I got a sharp warning as to how fragile life is last night. Yesterday morning near Goole my Step brothers Dad, Keith, was taking his taxi out to Goole to collect a fare when he hit a patch of black ice and skidded into the path of an oncoming lorry. Tragically he lost his life in his mid fifties..... the same age as my Dad. I wasn't close to him, hadn't spoken in maybe eight years but back when we were kids him and his wife then (my Dads wife now) were best friends with my Mum and Dad. Obviously a lot had happened but during childhood he was for a long while a large-ish part of my life. It's not a 'sorry to hear' that moment for me because he is someone I knew but didn't relate to anymore. However my step brother Shaun and of course Dad and Mo (my Dads wife and Keiths ex wife) are devastated. It'll be another emotionally charged funeral in the coming weeks, sadly just like last Christmas. Keith was the same age as my Dad, similar age to my Mum. I feellike life is getting to that point where this sort of loss will get more regular.
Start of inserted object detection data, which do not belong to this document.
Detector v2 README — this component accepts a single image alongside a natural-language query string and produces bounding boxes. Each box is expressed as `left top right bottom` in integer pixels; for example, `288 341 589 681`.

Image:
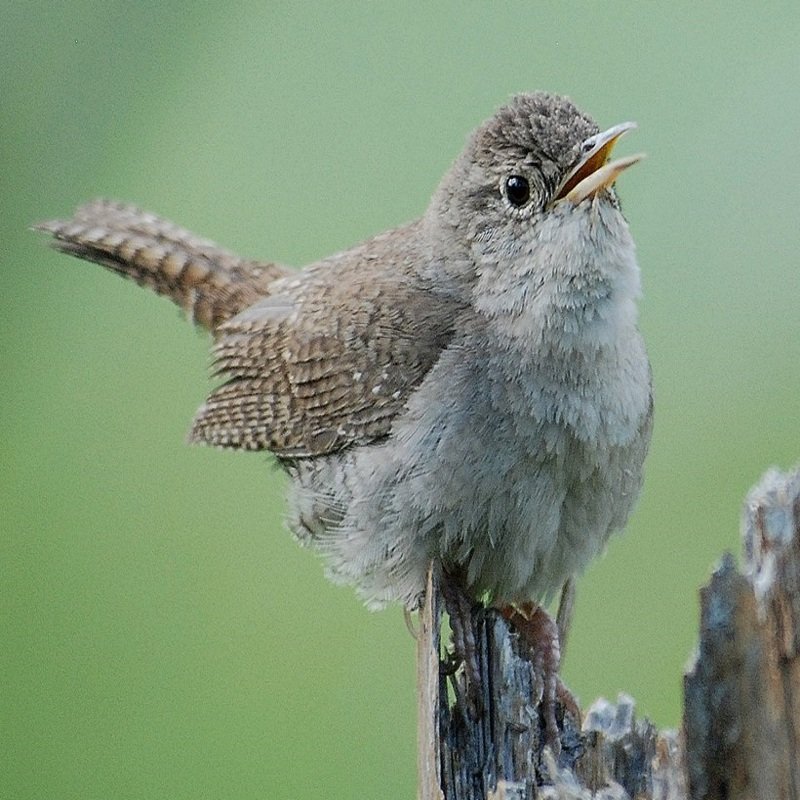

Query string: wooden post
418 469 800 800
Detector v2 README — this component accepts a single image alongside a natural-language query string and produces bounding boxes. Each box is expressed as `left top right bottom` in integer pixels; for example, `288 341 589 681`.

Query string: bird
37 91 653 744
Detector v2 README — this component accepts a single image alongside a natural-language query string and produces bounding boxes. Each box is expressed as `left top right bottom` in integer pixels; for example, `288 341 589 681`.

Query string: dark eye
506 175 531 208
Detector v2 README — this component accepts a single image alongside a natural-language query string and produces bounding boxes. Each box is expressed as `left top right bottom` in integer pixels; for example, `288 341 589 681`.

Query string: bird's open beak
553 122 644 205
It just hit home to me how much of a gift life is, and how really every opportunity needs to be cherished and relished. I'm often guilty of wallowing in my own made up self pity or looking backwards and not forwards, and then something like this happens and everything stops for a day or two. Then its back to the norm and I know that despite the feelings of realisation now in a weeks time that clarity will ahve been clouded over by the same everyday problems that seem to dog us 'does she like me', 'can I afford to go out', etc etc etc blah blah blah.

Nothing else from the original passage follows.